There was some concern over what Joe Biden would say in his speech [about an additional Covid-19 economic relief package]. However, the market internals were very good. A lower S&P 500 and

Dow Jones Industrial Average

with over 1,000 net advances. We have rarely seen such an extreme divergence. Our interpretation is that this is bullish.

Of Rates and Valuations

Weekly Market Update
Cresset Capital Management
Jan. 12: After bottoming last August at a historical low of 0.5%, the 10-year Treasury yield inched higher, closing the year at a postpandemic high of 0.91%. The Georgia election, which gave Democrats control of Congress, pushed the benchmark rate above 1% for the first time since March. Financial markets have feasted on a steady diet of continually lower rates. What would happen if rates were to reverse course?

The 10-year Treasury yield is the basis upon which stocks and bonds are priced. The correlation between the 10-year Treasury and A-rated corporate bond yields has been nearly perfect over the last 20 years.

Given this, a 1% rise in 10-year rates would compress the market’s P/E ratio of 23 times to 19 times. Without an offsetting increase in earnings, that would imply an 18% market decline. The good news is the S&P’s earnings yield is currently 2.1% higher than the BBB bond yield, leaving a valuation cushion, so the market could likely withstand a 1.5 percentage point rise without substantial valuation deterioration.

Near-term dynamics suggest that rates should be higher. Several forces point to higher growth ahead.
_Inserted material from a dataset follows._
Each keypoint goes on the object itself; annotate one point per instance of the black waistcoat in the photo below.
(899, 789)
Democrat control of Congress increases the likelihood of additional relief. And Americans stashed away more than $1 trillion of additional savings last year. Pent-up demand for services, travel, and live entertainment, combined with that cash, will add up to record spending in 2021’s second half. Cresset’s copper/gold model is pointing to a 2% 10-year Treasury yield.
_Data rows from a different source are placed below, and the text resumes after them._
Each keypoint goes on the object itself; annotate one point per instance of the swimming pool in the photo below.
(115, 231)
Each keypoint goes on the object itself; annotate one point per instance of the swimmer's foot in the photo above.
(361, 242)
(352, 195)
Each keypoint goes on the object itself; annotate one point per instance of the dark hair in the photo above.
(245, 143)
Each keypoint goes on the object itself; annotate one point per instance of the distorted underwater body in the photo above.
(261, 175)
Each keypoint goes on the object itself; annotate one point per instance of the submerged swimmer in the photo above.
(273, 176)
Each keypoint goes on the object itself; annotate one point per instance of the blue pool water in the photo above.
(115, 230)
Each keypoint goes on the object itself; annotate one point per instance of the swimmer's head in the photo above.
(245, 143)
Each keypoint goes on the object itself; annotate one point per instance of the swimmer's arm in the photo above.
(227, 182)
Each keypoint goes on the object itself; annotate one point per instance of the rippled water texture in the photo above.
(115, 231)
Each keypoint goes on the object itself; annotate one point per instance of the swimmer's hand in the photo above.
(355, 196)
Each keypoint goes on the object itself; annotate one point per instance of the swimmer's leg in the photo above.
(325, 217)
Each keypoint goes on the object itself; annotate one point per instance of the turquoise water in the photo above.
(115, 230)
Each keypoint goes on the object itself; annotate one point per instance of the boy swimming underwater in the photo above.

Longer-term, however, secular forces will likely keep rates low. Historically, the 10-year Treasury yield reflected economic conditions, most notably nominal GDP (real economic growth plus inflation). Nominal GDP growth has slowed over the last 40 years, dragging rates down with it.

Aging populations in the developed world further explain slowing growth and lower rates, since retirees tend to save more and spend less than their younger cohorts. Nearly 17% of the U.S. population is over the age of 65, versus 13% a decade ago. Germany’s senior set accounts for nearly one quarter of its population. Birth rates in the developed world, at 1.6 children per woman, are about half of what they were in the 1960s. While productivity gains can contribute to higher growth, they haven’t been strong enough to offset labor-force growth shortfalls.

Though near-term imbalances, including central bank interference, have contributed to interest rates being too low for economic conditions, longer-term trends suggest that rates will remain historically low. So, seemingly high equity market valuations may be justified over the longer term.

Keep Your Eyes on the VIX

Momentum Strategies Report
Clif Droke Market Analysis
Jan. 14: The

CBOE Volatility Index

(VIX) has been hovering a little too close for comfort to the pivotal 25 level. I regard 25 to be the “line in the sand” between a healthy and an unhealthy market. If VIX is rising persistently above 25, the environment is far less conducive for buying equities. Right now, however, VIX is at 22, which gives the bulls a bit of leeway in case the bears are thinking of launching another raid on the market.

January is often a volatile month, so we should expect to see at least some minor choppiness in the coming weeks. There are currently no signs from the primary technical indicators that the market is primed for a major decline, however.